We continued meeting regularly for another two years as the explorations into my past went deeper into unknowns of this lifetime—the fears and harms, the ancestors and the descendants—and I watched his intuitive skills become sharper and more sensitive, as if we were mutual guides in this process—too old to be lovers, but grateful to have found one another again as comrades at the right moment of our lives. It felt to me like a precious gift.

“Do you understand what’s going on?” I asked one day after a session in which I felt myself melting down one more level of feeling into bedrock pain. Was I ready to go there? Breathe. Release. Tears. Memories. If this were a movie, it could be called a tragicomedy. He just stood by my side quietly, one hand lightly resting on my belly, both of us breathing in tandem—then he said simply,

“Magic is real, you know.”

I tell this story because of how many unplanned synchronicities had to happen for us to make our connection, go deep together, and retrieve what must have been a longtime relationship. And heal together, perhaps not for the first time.

It was metaphoric, and we ourselves were the metaphor as every human dilemma is a metaphor of this changing world of ours! Just now, as the world goes through paroxysms literal and symbolic, volcanoes are erupting on islands in the oceans, pouring out hot magma and creating new land in the process. Oceans are responding with tidal waves, and wildlife is figuring out new ways of surviving. We humans, stuck indoors in a pandemic are dreaming up new ways of living, and teaching that to our children even as we discover deeper parts of ourselves and new ways of learning about the world and about the nature of reality.

These are the times we live in, like it or not, even if it strains our abilities to respond: even if the climate changes radically and pandemics take us by storm; even when our financial systems prove they support only the very few, and the environment not at all.

Even when we are terrified of everything from death and taxes to one another; even if we feel unloved and lonely and the oceans are polluted with plastics and the whales are hunted down mercilessly…even if the era we are living in comes to an end and living beings die back into the earth for an era of rest until it is Time to start up again, slowly, miraculously, newly born—hopefully wiser than we are now—it probably would not be happening for the first time.

We have been here and done this before—more than once, I wager.

Even if you and I are on the planet right now on purpose, to help make this difficult transition to the next phase of our history on earth, having been through this before at another time and from another place, finding one another, who knows where or how, learning that our hearts can think at least as well as our brains and our dreams are at least as real as the bus waiting down at the corner.

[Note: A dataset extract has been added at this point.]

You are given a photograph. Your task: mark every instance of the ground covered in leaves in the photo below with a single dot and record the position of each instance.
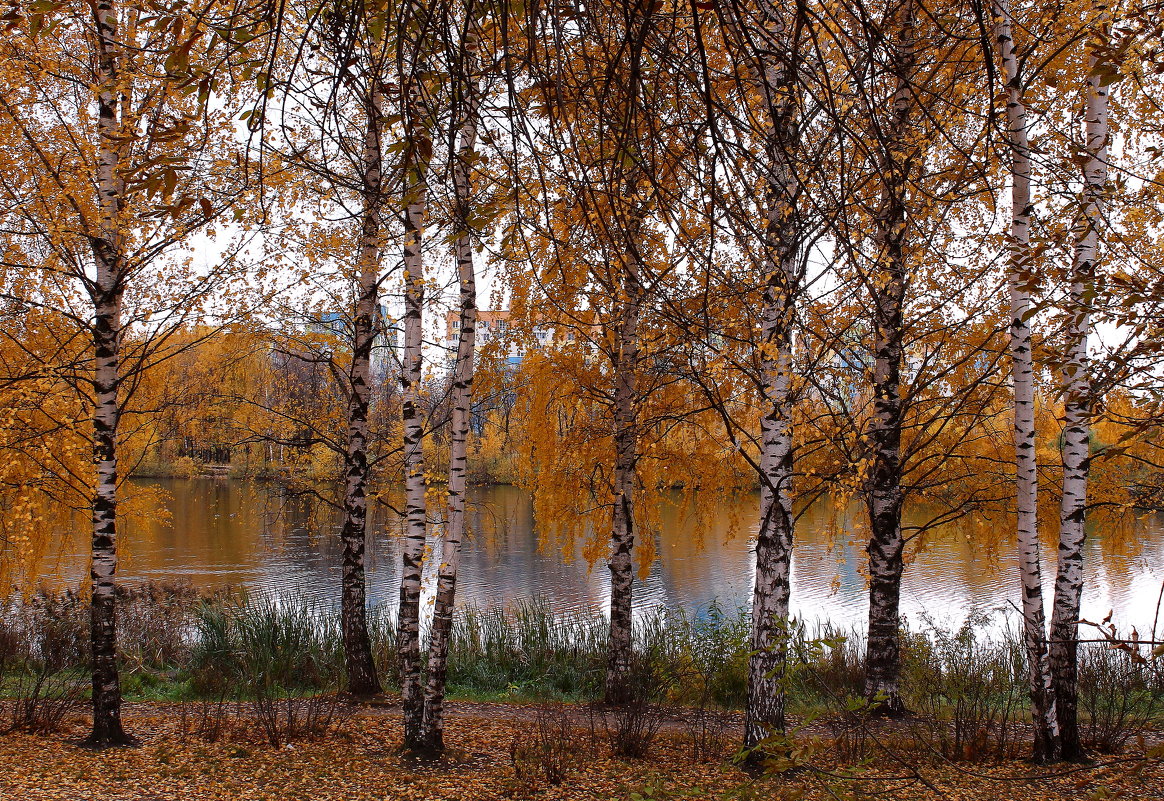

For help, apparently, is closer than we think and it seems to be right down the street; it has probably been there for years without our knowing, even if it takes a severe shock to wake us up and take notice that we are in this life together, no matter what, and sometimes we have to come close to death before we take notice and find one another in the storm.

In the magic which, as Jak and I now know, is real.